Assurément, Madame Schnapper n'a pas lu grand-chose des écrits de ces fameux "pédagogues". On ne peut que sourire devant de telles certitudes à propos de la lecture et de l'étrangeté de la formule (lecture globale) qui révèle une grande ignorance du sujet : tant d'écrits existent qui en prouvent l'erreur, auxquels chacun peut se référer. Mais la seconde phrase citée mérite qu'on s'y arrête. Le traitement bizarre de sa ponctuation — elle met le mot entre guillemets — prouve que le mot même, comme la notion qu'il recouvre, lui est étranger.
Comment une directrice d'études en Sciences Sociales à l'EHESS de Paris peut-elle commettre un tel contresens ? Où a-t-elle entendu une sottise pareille ? Il faut surtout avoir une piètre idée des collègues enseignants pour penser qu'il en existe un quelque part capable de la proférer.
Donc, sans revenir sur l'absurdité des méfaits de la "lecture globale", il est nécessaire de remettre quelques points sur l'i de la pédagogie.

Je pense que chacun, même madame Schnapper, est d'accord pour admettre que le métier d'enseignant consiste à permettre aux élèves d'acquérir les savoirs indispensables à un futur citoyen. Toute la question est de savoir ce qui va effectivement rendre possible une telle acquisition.
Or, nombreuses sont les raisons qui poussent à remettre en question la pratique habituelle, selon laquelle l'enseignant devrait distribuer aux élèves sous forme d'un discours les savoirs en question, bien emballés, comme des paquets tout faits.
Non seulement dire cela n'est pas nier le travail d'enseignant, mais c'est lui rendre son véritable rôle.
Cette personne oublie que le métier d'enseignant offre de grandes différences avec celui de préposé à la distribution du courrier : contrairement à ce dernier, il n'a pas à remettre aux élèves les savoirs qu'il a reçus quand il était en classe. Du reste, ces savoirs, il ne les a pas seulement REÇUS : si c'était le cas, il ne pourrait pas s'en servir : on ne peut pas utiliser une information simplement fournie. Or l'enseignant s'en sert, puisqu'il fait des cours avec. C'est la preuve qu'il les a reconstruits pour les faire siens.
Pour qu'un information reçue (entendue ou lue) devienne un savoir, il faut tout un travail de "démolition-reconstruction", de transformation profonde des savoirs antérieurs. C'est alors seulement que peut se produire cette chose étrange qu'on appelle APPRENDRE.
Certes, on sait bien que certains élèves, vivant dans un milieu culturellement riche et affectivement positif, vont pouvoir effectuer d'eux-mêmes — et sans s'en rendre compte — ces opérations de transformation, à partir d'un cours ou d'une lecture ; mais il est clair que c'est loin d'être le cas pour tous les autres.
Or, pour que cela se produise chez tous les élèves, il n'existe que l'enseignant : ni le numérique (qui n'est qu'un truchement parmi d'autres, si intéressant et nécessaire soit-il), ni tout autre moyen innovant, n'en a les moyens, car ils ne peuvent apporter que des "informations". Rien ne peut remplacer la relation interpersonnelle et la complicité, même peu positive, pour créer la sécurité affective sans laquelle le travail de "digestion/construction" ne peut se faire.

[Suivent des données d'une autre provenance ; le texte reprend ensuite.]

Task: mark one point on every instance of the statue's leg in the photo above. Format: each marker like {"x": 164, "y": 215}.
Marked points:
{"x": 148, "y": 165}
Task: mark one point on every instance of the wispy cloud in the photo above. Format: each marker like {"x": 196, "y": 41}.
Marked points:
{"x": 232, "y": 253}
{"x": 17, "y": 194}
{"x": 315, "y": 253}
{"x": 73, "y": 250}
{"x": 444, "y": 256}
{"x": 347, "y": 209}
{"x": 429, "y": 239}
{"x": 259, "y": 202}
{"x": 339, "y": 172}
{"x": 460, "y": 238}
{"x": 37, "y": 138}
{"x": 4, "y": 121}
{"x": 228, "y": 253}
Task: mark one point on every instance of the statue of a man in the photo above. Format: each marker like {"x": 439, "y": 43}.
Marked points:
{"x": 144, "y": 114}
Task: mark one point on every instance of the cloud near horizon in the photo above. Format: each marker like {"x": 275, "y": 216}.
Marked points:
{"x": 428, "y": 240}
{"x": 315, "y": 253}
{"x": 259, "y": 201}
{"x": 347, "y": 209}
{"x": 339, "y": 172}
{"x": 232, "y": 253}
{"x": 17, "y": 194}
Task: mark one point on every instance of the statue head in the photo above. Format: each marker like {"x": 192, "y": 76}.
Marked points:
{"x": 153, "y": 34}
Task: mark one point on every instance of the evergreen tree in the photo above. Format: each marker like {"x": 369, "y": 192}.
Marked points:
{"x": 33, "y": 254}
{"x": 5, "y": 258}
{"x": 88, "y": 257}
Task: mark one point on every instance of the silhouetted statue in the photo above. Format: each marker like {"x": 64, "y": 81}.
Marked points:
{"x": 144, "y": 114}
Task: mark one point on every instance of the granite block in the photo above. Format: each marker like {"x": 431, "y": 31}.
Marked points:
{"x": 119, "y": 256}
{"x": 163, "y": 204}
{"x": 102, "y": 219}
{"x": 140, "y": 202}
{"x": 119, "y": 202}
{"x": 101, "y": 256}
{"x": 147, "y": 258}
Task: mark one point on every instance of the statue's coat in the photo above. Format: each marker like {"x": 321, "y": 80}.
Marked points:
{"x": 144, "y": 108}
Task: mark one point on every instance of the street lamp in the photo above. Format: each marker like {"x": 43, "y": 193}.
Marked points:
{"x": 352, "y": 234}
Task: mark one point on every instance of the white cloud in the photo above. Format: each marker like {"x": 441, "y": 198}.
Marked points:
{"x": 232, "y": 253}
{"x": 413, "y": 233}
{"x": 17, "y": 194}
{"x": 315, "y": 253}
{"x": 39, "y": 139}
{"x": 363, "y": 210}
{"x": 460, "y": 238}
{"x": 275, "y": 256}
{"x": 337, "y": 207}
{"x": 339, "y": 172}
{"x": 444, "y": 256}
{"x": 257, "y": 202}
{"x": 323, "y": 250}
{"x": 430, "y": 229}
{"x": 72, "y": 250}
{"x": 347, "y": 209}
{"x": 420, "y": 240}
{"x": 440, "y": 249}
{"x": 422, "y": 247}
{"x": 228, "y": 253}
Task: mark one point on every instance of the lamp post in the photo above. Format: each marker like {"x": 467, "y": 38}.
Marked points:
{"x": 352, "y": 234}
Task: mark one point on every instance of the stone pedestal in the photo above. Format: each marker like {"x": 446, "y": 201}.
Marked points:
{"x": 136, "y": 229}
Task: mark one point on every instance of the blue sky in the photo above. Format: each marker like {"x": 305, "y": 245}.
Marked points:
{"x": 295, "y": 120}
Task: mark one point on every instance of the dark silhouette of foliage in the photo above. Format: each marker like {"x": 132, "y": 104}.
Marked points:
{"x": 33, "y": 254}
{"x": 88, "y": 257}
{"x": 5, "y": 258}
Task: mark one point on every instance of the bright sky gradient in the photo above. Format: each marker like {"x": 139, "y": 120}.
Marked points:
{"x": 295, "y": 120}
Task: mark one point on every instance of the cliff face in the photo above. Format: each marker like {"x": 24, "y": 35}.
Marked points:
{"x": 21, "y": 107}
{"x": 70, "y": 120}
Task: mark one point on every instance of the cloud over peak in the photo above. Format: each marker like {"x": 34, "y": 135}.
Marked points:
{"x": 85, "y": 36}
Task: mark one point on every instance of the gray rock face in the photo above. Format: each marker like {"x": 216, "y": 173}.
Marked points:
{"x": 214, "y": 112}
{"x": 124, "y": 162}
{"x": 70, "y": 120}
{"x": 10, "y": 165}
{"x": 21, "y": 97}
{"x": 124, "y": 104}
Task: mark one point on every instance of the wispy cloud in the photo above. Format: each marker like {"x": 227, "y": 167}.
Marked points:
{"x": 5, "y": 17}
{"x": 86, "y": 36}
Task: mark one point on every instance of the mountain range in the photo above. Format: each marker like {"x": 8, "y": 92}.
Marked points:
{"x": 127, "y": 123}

Le métier d'enseignant consiste donc à rendre ce travail personnel possible pour tous. Est-ce possible avec des cours chargés de transmettre les savoirs et les valeurs auxquelles nous tenons ? Que fait le prof quand il fait un cours ?
Il apporte des réponses à des questions qu'aucun des assistants n'a posées.
Est-ce logique ? Cela a-t-il une chance d'être efficace ?
Il est impensable (même si l'aveuglement de bon sens que provoquent routine et tradition en a fait une évidence) de croire que la tâche d'un enseignant puisse se trouver dans cette incohérence.

Que doit-on savoir faire pour être enseignant ?
1- Puisqu'il est absurde d'apporter des réponses à qui n'a pas posé de questions, il faut amener les enfants à en poser, et non en poser soi-même comme cela se fait généralement, en prenant le problème à l'envers. Comment les élève pourraient-il répondre aux questions du professeur puisqu'ils sont en train d'apprendre la manière d'y répondre ?

2- Pour cela il doit organiser (car c'est à lui de le faire !) des situations qui vont permettre aux enfants de S'ÉTONNER, de faire des découvertes auxquelles ils ne s'attendaient pas, de se heurter à des difficultés inattendues pour eux, tout en découvrant qu'ils savent des choses qu'ils ne croyaient pas savoir. En effet, la psychologie précise que, pour apprendre ce qu'on ne sait pas, il faut d'abord avoir conscience qu'on sait quelque chose. Les situations organisées par l'enseignant ont donc comme premier objectif de permettre cette prise de conscience. Ces situations, qu'on appelle "situations de résolution de problèmes" doivent donc se situer dans la fameuse "zone proximale de développement" (Vygotski), c'est-à-dire, être accessibles facilement aux élèves, et donc prendre appui sur ce qu'ils savent.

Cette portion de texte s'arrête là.